Okay, it does get actual higher-level features (flight, status recovery), and a fun but unfortunately reverse-scaling free 'telekinesis any Large object regardless of weight' (but the combat usage of it depends on how GM rules dropping things on people, and scales awfully because it's an action and you're a Fighter who is supposed to be about their extra attacks).
I would have picked Rune Knight before Psi Warrior (though I've never played either, so what do I know). I think the "psionic theme" won out -- between GOO Warlock, Psi warrior, Soulknife, and Aberrant Sorcerer (plus, as I hope, the Telepathic and Telekinetic feats from Tashas), there is now a suite of Psionic options.

(Is this how I would have chosen to do Psionics? No, but I'm happy to have something).
 

Plus (bonus) now we know that the Unarmed fighting style will be in the PHB, so an unarmed build for any subclass is now possible.
 

I would have picked Rune Knight before Psi Warrior
I think, picking PSI over Rune Knight, when both are from Tasha, is literally a case of deciding that the actually good subclass should stay in there as paid content, people can have the bad one. Which is a bit grating, because Rune Knight would offer a different resource/action economy to consider (compared to Battle Master), while PSI is just BM (but the recovery is all the worst ways).

I think the "psionic theme" won out -- between GOO Warlock, Psi warrior, Soulknife, and Aberrant Sorcerer
Good point.
 

On weapon masteries... in 6 months of my playtest campaign, my warrior players are playing a Dex dual-wielder (so they pick a Finesse Vex + Nick weapon, done, not exactly a thrilling selection) and the Barbarian just picked Glaive for Graze so he doesn't have to think about things (and is playing a World Tree Barb, so he'll get Push automatically later on anyway).

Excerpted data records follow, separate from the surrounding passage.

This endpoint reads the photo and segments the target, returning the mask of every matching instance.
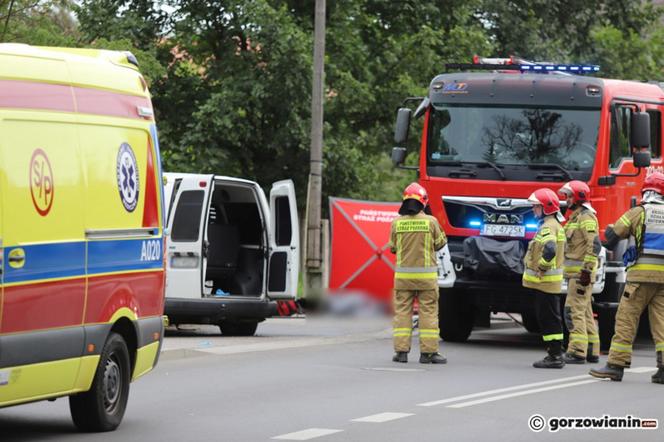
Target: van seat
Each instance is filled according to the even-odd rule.
[[[208,225],[207,279],[231,277],[237,268],[240,253],[240,231],[237,226],[211,223]]]

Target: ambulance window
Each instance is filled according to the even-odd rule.
[[[202,190],[186,190],[180,195],[175,209],[171,240],[175,242],[198,241],[203,208]]]
[[[287,196],[278,196],[275,199],[275,212],[277,245],[288,246],[291,243],[293,231],[291,229],[290,204]]]
[[[650,150],[653,158],[662,156],[662,114],[660,111],[648,109],[650,114]]]
[[[168,204],[168,218],[167,220],[170,221],[171,217],[173,216],[173,206],[175,205],[175,197],[178,194],[178,190],[180,189],[180,184],[182,184],[182,178],[178,178],[175,180],[175,183],[173,183],[173,190],[171,192],[171,201]]]
[[[610,167],[620,166],[623,159],[631,157],[629,148],[629,126],[632,108],[616,105],[611,113],[611,155]]]

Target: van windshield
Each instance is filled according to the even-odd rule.
[[[446,169],[462,165],[508,180],[587,179],[597,151],[599,116],[599,109],[436,104],[430,113],[427,163],[433,175],[453,176]]]

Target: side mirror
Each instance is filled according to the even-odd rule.
[[[634,152],[632,155],[632,162],[636,168],[650,166],[650,151],[644,150],[643,152]]]
[[[650,115],[648,112],[632,114],[629,144],[632,148],[650,148]]]
[[[399,166],[406,160],[406,148],[394,147],[392,148],[392,164]]]
[[[394,128],[394,142],[399,147],[405,147],[410,129],[410,117],[413,111],[407,107],[399,108],[397,112],[397,125]]]

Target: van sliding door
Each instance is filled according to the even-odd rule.
[[[272,185],[269,236],[268,296],[295,299],[300,269],[300,229],[295,186],[291,180]]]
[[[170,179],[171,176],[167,175]],[[200,298],[203,293],[203,222],[212,175],[183,175],[169,208],[166,297]]]

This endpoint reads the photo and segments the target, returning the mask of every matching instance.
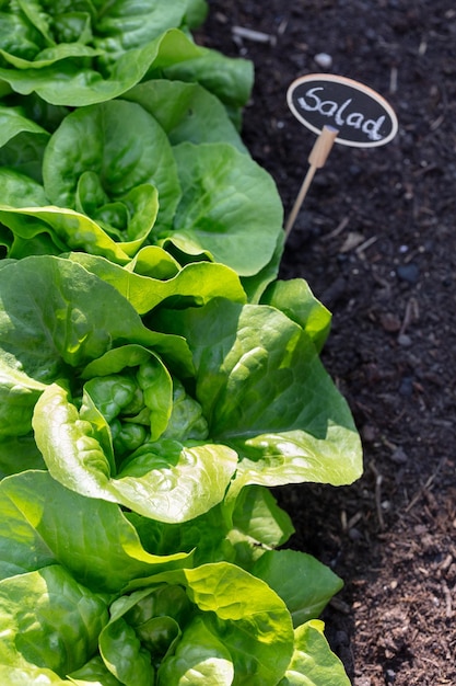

So we have gotten literally zero occasions of weapon-swapping for a weapon mastery effect.
 

Plus (bonus) now we know that the Unarmed fighting style will be in the PHB, so an unarmed build for any subclass is now possible.
Unless they changed what the fighting style does, upped the monk’s unarmed damage and/or gave them more attacks, it also ports in the problem that fighters are now better at unarmed combat than the monk. To be a good monk, the monk now needs to dip into fighter or take a feat to get that fighting style.
 

I like popcorn initiative: at the end of turn, the player chooses who goes next, like passing around a bowl of popcorn. It allows the party to set up combos and makes the combat more fluid.
Love that name for it.

This is my favorite initiative system too since I first encountered it playing Sentinels. Definitely creates an interesting strategy around who to pass the initiative on to and who goes last.